3. What is your favorite and least favorite thing about Cleveland? Favorite thing is the diversity. I live in the heart of Cleveland and love it! Least favorite is that I wish there were more big businesses willing to stay in the city. I really think it would help promote Cleveland’s growth and stabilize the economy.
4. Favorite restaurant? Dante of course! Plus, I really appreciate what some of these chefs are doing to help put Cleveland on the map, including Jonathan Sawyer, Rocco Whalen, Karen Small, Michael Symon and Doug Katz. All are favorites of mine.
5. What restaurant do you miss? Silver Grille in Higbee’s. My grandmother used to take us downtown during Christmas and we would eat there. You always got a cardboard stove to take home.

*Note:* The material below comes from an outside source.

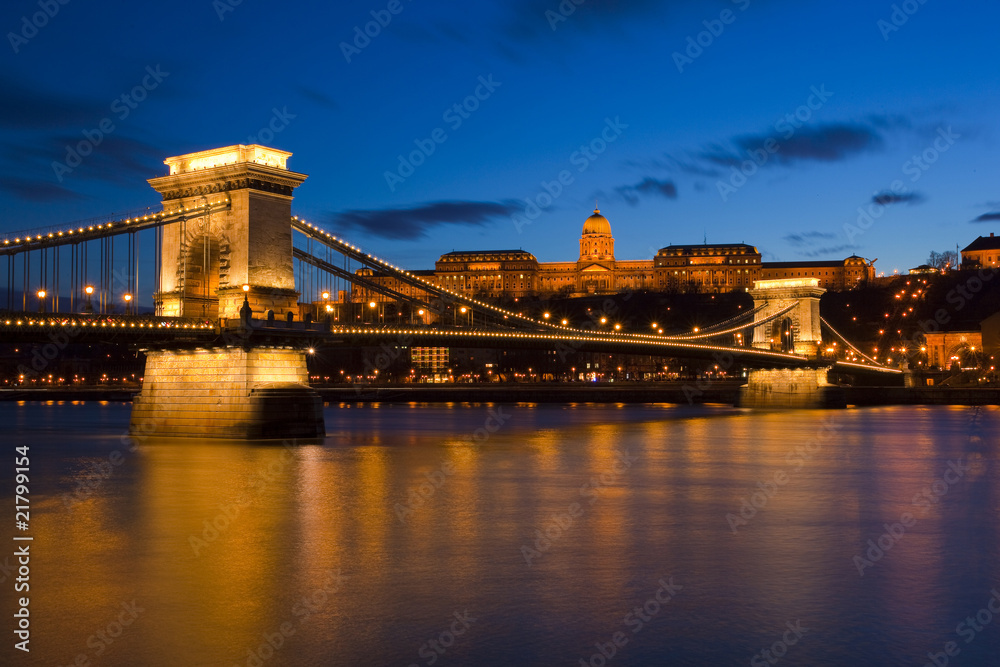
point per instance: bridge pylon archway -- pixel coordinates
(799, 330)
(208, 258)
(242, 386)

6. Any hidden gems Clevelanders have yet to discover? I would have to say that the Detroit Shoreway is the thing to watch. It really is being built up. There are three theaters including a Cleveland public theatre where the locals can showcase their talent plus they do a lot of educational programs with young kids as well. Capital Theatre has one section that shows independent films and documentaries and Near West has a lot of musical productions.
7. You’re having a dinner party, top 5 songs on your play list? I would have to let my fiancé pick the music. The only thing on my iPod is books on tape. I know, I’m a big dork.
8. At that same dinner party, what are you serving for dessert? I love childhood favorites and would probably serve homemade ice cream sandwiches.
9. What is the best dessert you have ever had? It’s actually one on the menu right now. It’s a brown sugar date cake served with mascarpone mousse; poach pears and black pepper walnut brittle. Everyone needs to have it. When I had my first bite, I was blown away.
10. What is the secret to baking? Patience. You cannot rush baking no matter what.
11. Most famous person you have ever baked for? Bill Clinton, who was just recently in. It was really cool – how many times can you say you shook a presidents hand?
12. Favorite ice cream? Pistachio
13. Favorite guilty pleasure? Purple Sweetarts.
14. What was your first job? My first real job was at Heinen’s in the meat department. I was the only girl that could handle the smell. I worked there through high school and college; it was a great place to work.
15. What is your favorite tool in the kitchen? It’s a heatproof spatula, but only if none of the cooks have used it because once they do, it is useless to me. The smell of garlic and onions is a killer to any dessert.
16. If you could bake for one person, real or dead, who would it be? I would have to say the Cookie Monster. Why not turn him onto brownies?
17. What is one foolproof dessert anyone could make? I love classic, retro desserts. Get a glass bowl, fill it with diced pound cake, vanilla and/or chocolate pudding, layer strawberries or raspberries, and keep layering until you get to the top. Finish with whipped cream and chocolate shavings. You can do it ahead of time (even the night before) and then you don’t have to worry about it.
18. Duncan Hines or Betty Crocker? Neither. I pick Pillsbury. You have to love the fluffy guy.
19. If you weren’t a pastry chef, what would you be doing? I would have a whole bunch of jobs. I would take on something that interests me and move on after I learned that craft. For example, I really want to learn to upholster furniture.